Zu cristatus - il pesce falce
Zu cristatus – il pesce falce

Il pesce è stato fotografato e il riconoscimento della specie è stata effettuata dall’Istituto di Oceanografia e Pesca di Spalato. Il pesce allo stadio giovanile (non misurava più di una ventina di centimetri) non sarebbe arrivato dai mari tropicali ma piuttosto sarebbe nato in Mediterraneo. Possiamo aggiungere allora un’altra specie aliena ad una già lunga lista di specie lessepsiane? Dobbiamo aspettarci dunque per la prossima estate un possibile incontro con Nemo?
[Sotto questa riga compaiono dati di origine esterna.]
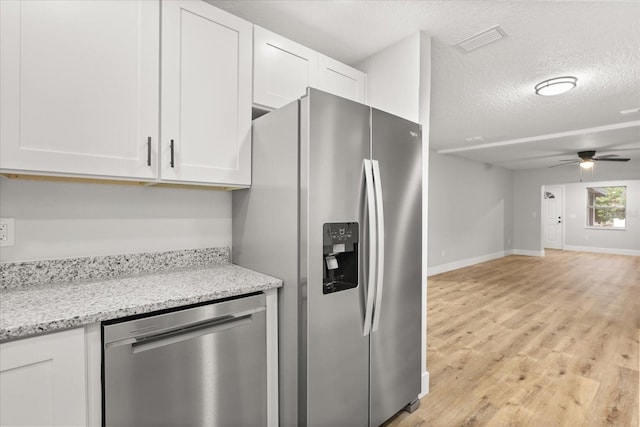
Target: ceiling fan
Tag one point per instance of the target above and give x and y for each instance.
(587, 158)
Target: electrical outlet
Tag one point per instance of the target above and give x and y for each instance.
(7, 231)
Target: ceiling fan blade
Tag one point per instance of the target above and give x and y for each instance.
(567, 162)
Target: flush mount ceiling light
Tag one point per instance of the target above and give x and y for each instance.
(586, 164)
(556, 86)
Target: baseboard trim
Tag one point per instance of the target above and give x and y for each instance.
(443, 268)
(528, 253)
(425, 384)
(612, 251)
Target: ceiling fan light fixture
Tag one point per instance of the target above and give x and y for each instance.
(586, 164)
(556, 86)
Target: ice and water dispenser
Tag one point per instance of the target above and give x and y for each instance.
(340, 256)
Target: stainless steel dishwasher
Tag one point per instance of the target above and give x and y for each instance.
(201, 366)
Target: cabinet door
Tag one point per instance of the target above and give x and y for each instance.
(43, 381)
(206, 95)
(79, 86)
(342, 80)
(282, 69)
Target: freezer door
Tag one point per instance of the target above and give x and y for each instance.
(334, 142)
(395, 345)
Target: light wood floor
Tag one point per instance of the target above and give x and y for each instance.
(527, 341)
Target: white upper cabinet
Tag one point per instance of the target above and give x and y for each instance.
(342, 80)
(79, 87)
(206, 95)
(283, 69)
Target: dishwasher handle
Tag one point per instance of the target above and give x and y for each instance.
(190, 332)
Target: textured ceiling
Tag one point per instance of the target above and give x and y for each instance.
(489, 92)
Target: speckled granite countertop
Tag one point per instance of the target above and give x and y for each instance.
(46, 307)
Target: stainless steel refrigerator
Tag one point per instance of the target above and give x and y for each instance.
(335, 211)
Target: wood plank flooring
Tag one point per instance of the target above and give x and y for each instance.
(528, 341)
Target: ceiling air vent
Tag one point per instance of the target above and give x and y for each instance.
(481, 39)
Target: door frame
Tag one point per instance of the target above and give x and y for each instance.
(543, 216)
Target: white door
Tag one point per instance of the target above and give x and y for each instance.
(342, 80)
(43, 380)
(282, 69)
(79, 87)
(552, 204)
(206, 95)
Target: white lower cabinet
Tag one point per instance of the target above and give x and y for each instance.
(44, 380)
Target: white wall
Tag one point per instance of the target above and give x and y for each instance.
(527, 203)
(578, 237)
(62, 219)
(470, 212)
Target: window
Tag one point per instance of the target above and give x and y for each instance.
(606, 207)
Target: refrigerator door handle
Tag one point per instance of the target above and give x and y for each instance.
(373, 240)
(377, 181)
L’innalzamento, impercettibile ma costante, della temperatura del Mediterraneo permette la sopravvivenza di specie ittiche tipiche sconosciute alla storia di queste acque. «Il Mediterraneo si sta tropicalizzando  alcune specie tipiche della costa sud, africana, si sono spostate più a nord. Il surriscaldamento del mare, inavvertito dall’uomo, è invece determinante per la vita dei pesci, li spinge a migrare e a cercare il proprio habitat ideale.

Non si sa se i suoi “genitori” abbiano nuotato da nord a sud o siano arrivati viaggiando con le acque di zavorra di una nave cisterna. Ciò che è certo che questo pesce è nato in Mediterraneo, e probabilmente i suoi “genitori” hanno gradito i parametri biologici dell’alto Adriatico.